油返し~パッオチャトボセングリ~
油返し(あぶらがえし)
兵庫県は昆陽(こや)に出たと云われる怪火の一つ、油返し。
中山寺の油を盗んだ者の魂が油返しになる――という叢原火などの怪火と似たような伝承があったかと思えば、オオカミが灯す火だとか狐の嫁入りの火だとか、諸説あってまとまらない。
特にこの油返しの情報で気になるのが、『民間伝承』の中の「妖怪名彙に寄す」に書かれている、油返しの説明文。
「パッパッパッパッとつくと、オチャオチャオチャオチャと話し聲がしトボトボトボトボとセングリセングリと後ろへかへらずにせいてとぼる」
……..日本語でお願いします。
この文は意味がよくわかっていないらしい。
強引に考えてみると、パッパッパッパッは火の灯っていく様だと仮定して、オチャオチャオチャオチャは文の通り話し声なんだろう。
その後が問題で、「トボトボトボトボとセングリセングリと」と、なぜか「と」が続く。
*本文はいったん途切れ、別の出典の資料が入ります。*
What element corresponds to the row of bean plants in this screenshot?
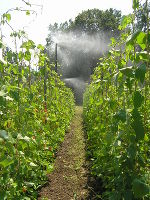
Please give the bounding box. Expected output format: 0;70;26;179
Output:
0;7;74;200
84;0;150;200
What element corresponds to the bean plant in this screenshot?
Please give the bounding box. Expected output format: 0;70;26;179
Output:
84;0;150;200
0;4;74;200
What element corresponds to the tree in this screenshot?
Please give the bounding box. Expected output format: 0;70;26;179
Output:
46;8;121;80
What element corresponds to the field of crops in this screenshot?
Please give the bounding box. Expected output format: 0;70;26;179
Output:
84;1;150;200
0;38;74;200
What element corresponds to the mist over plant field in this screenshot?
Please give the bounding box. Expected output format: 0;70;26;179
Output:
47;9;121;102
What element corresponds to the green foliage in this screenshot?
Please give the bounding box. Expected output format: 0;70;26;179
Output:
0;13;74;200
84;1;150;200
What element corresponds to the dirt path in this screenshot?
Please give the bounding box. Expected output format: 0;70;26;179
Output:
39;107;88;200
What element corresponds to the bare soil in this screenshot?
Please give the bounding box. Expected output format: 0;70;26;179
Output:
38;106;90;200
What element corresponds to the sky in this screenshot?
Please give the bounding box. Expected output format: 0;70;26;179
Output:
0;0;132;45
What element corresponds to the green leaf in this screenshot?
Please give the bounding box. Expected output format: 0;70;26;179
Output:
126;30;141;46
133;91;144;108
26;10;30;15
29;162;37;167
135;63;146;84
114;109;126;122
24;51;31;61
0;130;9;140
136;31;146;50
0;190;7;200
132;178;150;198
132;0;139;10
131;109;145;140
120;66;134;77
120;15;132;29
3;13;11;22
0;158;14;168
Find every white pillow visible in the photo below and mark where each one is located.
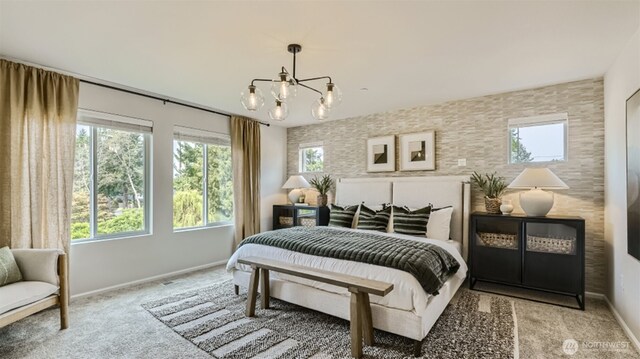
[427,207,453,241]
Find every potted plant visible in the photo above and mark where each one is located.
[309,175,334,207]
[471,172,507,213]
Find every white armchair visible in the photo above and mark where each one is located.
[0,249,69,329]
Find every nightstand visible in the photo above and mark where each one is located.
[273,204,330,229]
[469,212,585,310]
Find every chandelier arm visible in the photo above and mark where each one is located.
[298,82,322,97]
[296,76,333,83]
[251,79,273,86]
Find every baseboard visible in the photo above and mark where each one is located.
[71,259,229,299]
[584,292,607,300]
[603,295,640,353]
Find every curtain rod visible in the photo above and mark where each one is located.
[78,79,271,127]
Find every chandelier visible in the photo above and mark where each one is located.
[240,44,342,121]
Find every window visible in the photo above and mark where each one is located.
[71,110,152,240]
[508,113,568,163]
[298,142,324,173]
[173,127,233,230]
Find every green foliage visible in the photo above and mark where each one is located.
[71,222,91,239]
[309,175,335,195]
[98,208,144,234]
[302,148,324,172]
[71,126,233,239]
[511,128,533,163]
[471,171,507,198]
[173,191,203,228]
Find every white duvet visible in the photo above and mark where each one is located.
[227,227,467,313]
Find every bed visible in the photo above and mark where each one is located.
[227,176,470,341]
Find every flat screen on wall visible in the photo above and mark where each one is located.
[627,90,640,260]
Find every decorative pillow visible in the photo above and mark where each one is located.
[427,206,453,241]
[0,247,22,287]
[393,205,431,236]
[329,204,358,228]
[356,205,391,232]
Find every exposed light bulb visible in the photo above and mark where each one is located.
[240,85,264,111]
[311,97,330,121]
[269,100,289,121]
[324,82,342,109]
[271,72,297,101]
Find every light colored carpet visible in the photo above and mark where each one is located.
[0,267,640,359]
[143,281,515,359]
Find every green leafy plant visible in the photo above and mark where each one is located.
[471,172,507,198]
[309,175,335,196]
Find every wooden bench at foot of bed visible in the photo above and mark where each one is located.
[236,257,393,358]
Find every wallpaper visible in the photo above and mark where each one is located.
[287,78,606,293]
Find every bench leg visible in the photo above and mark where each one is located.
[246,267,260,317]
[358,293,375,345]
[260,268,270,309]
[349,292,362,358]
[413,340,422,357]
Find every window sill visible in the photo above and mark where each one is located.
[173,223,234,233]
[71,233,151,246]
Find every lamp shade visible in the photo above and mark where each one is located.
[508,168,569,189]
[282,175,311,189]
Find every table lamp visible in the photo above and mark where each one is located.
[282,175,311,204]
[508,168,569,217]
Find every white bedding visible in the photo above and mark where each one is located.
[227,227,467,313]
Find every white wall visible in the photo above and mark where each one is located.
[70,83,286,295]
[604,29,640,348]
[260,126,287,231]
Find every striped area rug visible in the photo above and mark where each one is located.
[143,281,517,359]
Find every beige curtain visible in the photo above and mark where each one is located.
[0,60,79,253]
[231,116,260,246]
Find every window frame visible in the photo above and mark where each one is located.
[507,112,569,165]
[171,131,235,233]
[298,141,324,174]
[71,109,153,244]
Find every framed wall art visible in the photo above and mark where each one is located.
[367,135,396,172]
[400,131,436,171]
[627,90,640,260]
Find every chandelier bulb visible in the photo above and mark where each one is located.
[324,82,342,109]
[271,71,297,101]
[240,85,264,111]
[311,97,330,121]
[269,100,289,121]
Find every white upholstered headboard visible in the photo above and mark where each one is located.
[336,176,471,260]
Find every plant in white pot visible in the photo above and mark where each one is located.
[471,172,507,213]
[309,175,335,207]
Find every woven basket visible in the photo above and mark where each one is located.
[478,232,518,249]
[279,217,293,226]
[299,217,316,227]
[527,236,576,254]
[484,197,502,214]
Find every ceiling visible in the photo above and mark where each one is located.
[0,0,640,127]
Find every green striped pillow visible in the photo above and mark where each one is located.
[357,205,391,232]
[393,205,431,236]
[329,204,358,228]
[0,247,22,287]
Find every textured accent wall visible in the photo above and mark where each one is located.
[287,78,606,293]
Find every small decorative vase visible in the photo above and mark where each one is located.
[500,200,513,215]
[317,194,327,207]
[484,197,502,214]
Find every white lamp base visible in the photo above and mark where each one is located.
[289,188,302,204]
[520,188,553,217]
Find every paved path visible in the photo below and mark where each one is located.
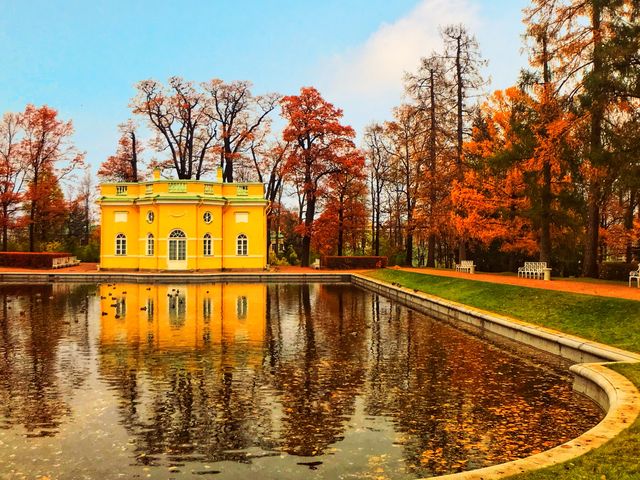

なんだか違和感のある文である。
そこで色々調べると、火の勢いのない様を「とぼとぼ」と表すことがあるらしい。さらに、せんぐりは徳島辺りの方言で、「順々に」のような意味があるらしい。
というわけで強引な解釈で置き換えれば、
「パッパッパッパッと点き、オチャオチャオチャオチャとかいう話し声が聞こえ、順々に後ろに返らずしょぼい炎が慌ただしく灯る」
とかはどうだろう。うん、絶対違う。
他にこの油返し探究の切り口になりそうなのが、昆陽池と行基である。
昆陽池は、かの有名な高僧「行基」が農業用に作ったため池。
昆陽池周辺から出ていたわけだから、そのため池工事の際に命を落とした民衆が油返しとなった――とかはどうだろう。しかしこれだとちょっと由来がしょぼい。
いつも思うのだが、伝承には「いつ」というのが凄く大事だと思う。
その伝承は「いつ」の時代に語られていたものなのか?
この油返しで考えれば、もしこの伝承が奈良時代のものならば、行基とか、千僧供養とかが怪しい。
しかし戦国時代以降に出来た伝承であったならば、信長の戦火で昆陽辺りの寺はほとんど燃えちゃったりしている。となると火も関わって来るしそのへんが怪しい、となる。
伝承は人から人へと伝えられて今に至るわけで、その途中で大幅に変わっちゃったり全く別の意味を付け加えられたりするもの。難し面白い。
結局――資料が尽きればパッパッパッパッと希望の灯は消えて行きアチャチャアチャチャと思いながらトボトボトボトボ帰宅する羽目になってデングリデングリ返ってバイバイバイである。